When calculating the inverse tangent of a degree, the calculator will always give an angle between 90 degrees and –90 degrees. But I want to find the positive value of the negative angle.
Do I add 180 or 360 to the angle?
How do I know if I should add 180 or 360 to the negative angle.
On
$\ tanx=a$
$x=\ arctan(a) + k{\pi}$, $k\in Z$
Period of tangent function is ${\pi}$, it could be added $k{\pi}$, $k\in Z$
Since $f(x)=\tan(x)$ is bijective when $x\in(\dfrac{-{\pi}}{2},\dfrac{{\pi}}{2})$, then, $f(x)=\ arctanx$ is defined as
$f:(\dfrac{-{\pi}}{2},\dfrac{{\pi}}{2}) \rightarrow R$,
I'm not sure I understand what you mean by "positive value of the negative angle"...
A periodic function $f(x)$ has period $p$ if for all integers $n$, $f(x+np)=f(x)$. As Yves pointed out, $\tan x$ has a period of $180^\circ$, meaning that for all real $x$,
$$\tan x=\tan(x\pm180^\circ)=\tan(x\pm360^\circ)=\cdots$$
In particular, if $\tan x=y$ for some given $y$, then $x=\tan^{-1}y+180^\circ n$. By definition of the inverse tangent, $\tan^{-1}y$ is some angle between $-90^\circ$ and $90^\circ$, but it's not the only one that satisfies $\tan x=y$. To get other solutions, you have to add or subtract a multiple of $180^\circ$.
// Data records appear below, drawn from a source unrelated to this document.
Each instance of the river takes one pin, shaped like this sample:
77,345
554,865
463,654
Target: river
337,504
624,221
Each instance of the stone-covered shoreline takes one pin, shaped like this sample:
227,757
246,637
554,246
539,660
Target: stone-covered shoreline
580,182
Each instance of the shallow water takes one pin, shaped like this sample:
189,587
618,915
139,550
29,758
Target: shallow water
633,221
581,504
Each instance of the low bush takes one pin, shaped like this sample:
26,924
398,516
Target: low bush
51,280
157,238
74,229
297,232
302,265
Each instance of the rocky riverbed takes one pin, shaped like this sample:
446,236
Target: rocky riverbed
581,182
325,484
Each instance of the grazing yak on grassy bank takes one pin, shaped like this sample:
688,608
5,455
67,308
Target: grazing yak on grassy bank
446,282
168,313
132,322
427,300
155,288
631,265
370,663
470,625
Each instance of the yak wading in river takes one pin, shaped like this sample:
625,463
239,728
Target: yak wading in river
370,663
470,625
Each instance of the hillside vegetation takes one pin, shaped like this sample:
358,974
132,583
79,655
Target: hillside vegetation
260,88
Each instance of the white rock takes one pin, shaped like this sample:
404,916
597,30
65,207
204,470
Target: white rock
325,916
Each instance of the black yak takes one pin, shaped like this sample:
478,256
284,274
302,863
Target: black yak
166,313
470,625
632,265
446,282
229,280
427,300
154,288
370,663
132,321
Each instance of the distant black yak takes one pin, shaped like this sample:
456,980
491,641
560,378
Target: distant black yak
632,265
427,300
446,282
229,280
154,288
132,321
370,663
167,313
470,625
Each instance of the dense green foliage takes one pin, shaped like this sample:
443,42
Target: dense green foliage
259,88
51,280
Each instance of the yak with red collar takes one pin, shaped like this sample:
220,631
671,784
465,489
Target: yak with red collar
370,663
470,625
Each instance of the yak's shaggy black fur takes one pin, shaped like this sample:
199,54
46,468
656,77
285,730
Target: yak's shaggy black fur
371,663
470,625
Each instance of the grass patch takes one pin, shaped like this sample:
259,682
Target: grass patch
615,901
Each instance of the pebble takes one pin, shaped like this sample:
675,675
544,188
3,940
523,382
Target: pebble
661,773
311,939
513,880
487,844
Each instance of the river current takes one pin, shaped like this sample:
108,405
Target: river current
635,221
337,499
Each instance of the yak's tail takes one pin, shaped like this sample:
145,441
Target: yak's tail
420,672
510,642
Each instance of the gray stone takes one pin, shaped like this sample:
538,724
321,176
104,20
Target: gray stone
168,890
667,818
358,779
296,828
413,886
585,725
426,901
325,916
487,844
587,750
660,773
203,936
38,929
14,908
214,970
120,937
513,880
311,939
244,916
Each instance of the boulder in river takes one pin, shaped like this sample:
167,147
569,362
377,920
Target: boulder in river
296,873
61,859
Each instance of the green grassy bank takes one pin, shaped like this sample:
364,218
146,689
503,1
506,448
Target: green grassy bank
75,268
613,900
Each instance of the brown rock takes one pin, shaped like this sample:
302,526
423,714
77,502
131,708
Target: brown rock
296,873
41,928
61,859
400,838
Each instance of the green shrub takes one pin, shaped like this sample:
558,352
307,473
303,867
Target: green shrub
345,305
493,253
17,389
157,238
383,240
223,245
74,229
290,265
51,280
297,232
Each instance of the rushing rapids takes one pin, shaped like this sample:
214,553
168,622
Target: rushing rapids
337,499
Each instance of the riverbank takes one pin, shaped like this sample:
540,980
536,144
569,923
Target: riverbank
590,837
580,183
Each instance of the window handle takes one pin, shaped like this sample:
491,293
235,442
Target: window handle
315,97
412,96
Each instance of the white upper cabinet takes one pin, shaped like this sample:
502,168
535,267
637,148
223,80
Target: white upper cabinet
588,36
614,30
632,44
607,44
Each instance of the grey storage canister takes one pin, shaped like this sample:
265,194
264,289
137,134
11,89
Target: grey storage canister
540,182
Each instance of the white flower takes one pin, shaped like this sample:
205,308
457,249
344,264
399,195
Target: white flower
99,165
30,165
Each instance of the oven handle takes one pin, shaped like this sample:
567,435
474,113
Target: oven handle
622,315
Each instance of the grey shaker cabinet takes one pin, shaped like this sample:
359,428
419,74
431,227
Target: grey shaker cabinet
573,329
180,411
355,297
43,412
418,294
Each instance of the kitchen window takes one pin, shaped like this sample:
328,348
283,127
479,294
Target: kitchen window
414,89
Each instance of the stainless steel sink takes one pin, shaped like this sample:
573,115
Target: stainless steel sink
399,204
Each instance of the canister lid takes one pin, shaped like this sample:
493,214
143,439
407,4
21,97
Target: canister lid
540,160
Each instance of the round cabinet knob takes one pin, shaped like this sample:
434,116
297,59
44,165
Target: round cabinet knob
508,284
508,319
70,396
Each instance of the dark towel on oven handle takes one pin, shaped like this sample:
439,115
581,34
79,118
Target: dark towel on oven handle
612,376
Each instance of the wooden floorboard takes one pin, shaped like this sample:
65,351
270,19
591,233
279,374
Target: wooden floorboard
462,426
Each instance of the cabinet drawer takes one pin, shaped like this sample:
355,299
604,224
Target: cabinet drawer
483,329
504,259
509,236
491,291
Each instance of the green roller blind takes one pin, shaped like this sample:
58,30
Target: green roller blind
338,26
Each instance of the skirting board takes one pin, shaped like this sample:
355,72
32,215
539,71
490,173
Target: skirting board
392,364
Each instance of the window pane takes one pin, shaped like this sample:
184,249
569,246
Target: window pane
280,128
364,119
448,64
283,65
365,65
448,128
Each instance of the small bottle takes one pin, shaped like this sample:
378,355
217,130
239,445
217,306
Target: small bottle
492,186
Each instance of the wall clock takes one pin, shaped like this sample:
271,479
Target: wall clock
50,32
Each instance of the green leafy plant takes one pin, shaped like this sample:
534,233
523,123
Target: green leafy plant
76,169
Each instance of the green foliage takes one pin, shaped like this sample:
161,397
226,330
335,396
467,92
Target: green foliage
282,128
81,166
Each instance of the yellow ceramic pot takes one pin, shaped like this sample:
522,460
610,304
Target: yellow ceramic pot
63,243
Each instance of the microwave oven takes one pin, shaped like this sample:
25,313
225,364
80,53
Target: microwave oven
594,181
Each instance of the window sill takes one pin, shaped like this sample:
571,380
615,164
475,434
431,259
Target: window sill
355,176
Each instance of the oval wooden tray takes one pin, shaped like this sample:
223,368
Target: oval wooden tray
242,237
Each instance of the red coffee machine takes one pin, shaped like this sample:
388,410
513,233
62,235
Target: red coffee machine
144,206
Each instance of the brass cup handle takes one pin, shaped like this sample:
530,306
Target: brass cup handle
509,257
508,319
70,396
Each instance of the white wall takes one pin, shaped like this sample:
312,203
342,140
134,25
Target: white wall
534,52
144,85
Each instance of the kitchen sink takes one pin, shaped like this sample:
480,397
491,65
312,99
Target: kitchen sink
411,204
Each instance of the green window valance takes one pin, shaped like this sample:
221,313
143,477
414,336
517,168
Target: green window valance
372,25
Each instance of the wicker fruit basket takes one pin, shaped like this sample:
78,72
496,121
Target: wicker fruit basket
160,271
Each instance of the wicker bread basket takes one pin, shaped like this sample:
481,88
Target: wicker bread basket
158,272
As an example, consider the equation
$$\tan x=1$$
A calculator will tell you that $x=\tan^{-1}1=45^\circ$, but it's also true that $\tan(225^\circ)=\tan(45^\circ+180^\circ)=1$, so $x=225^\circ$ is also a valid solution. Whichever multiple of $180^\circ$ you need to add depends on which domain you expect to find $x$. If $x\in(-90^\circ,90^\circ)$, then $x=45^\circ$; if $x\in(90^\circ,270^\circ)$, then $x=225^\circ$; and so on.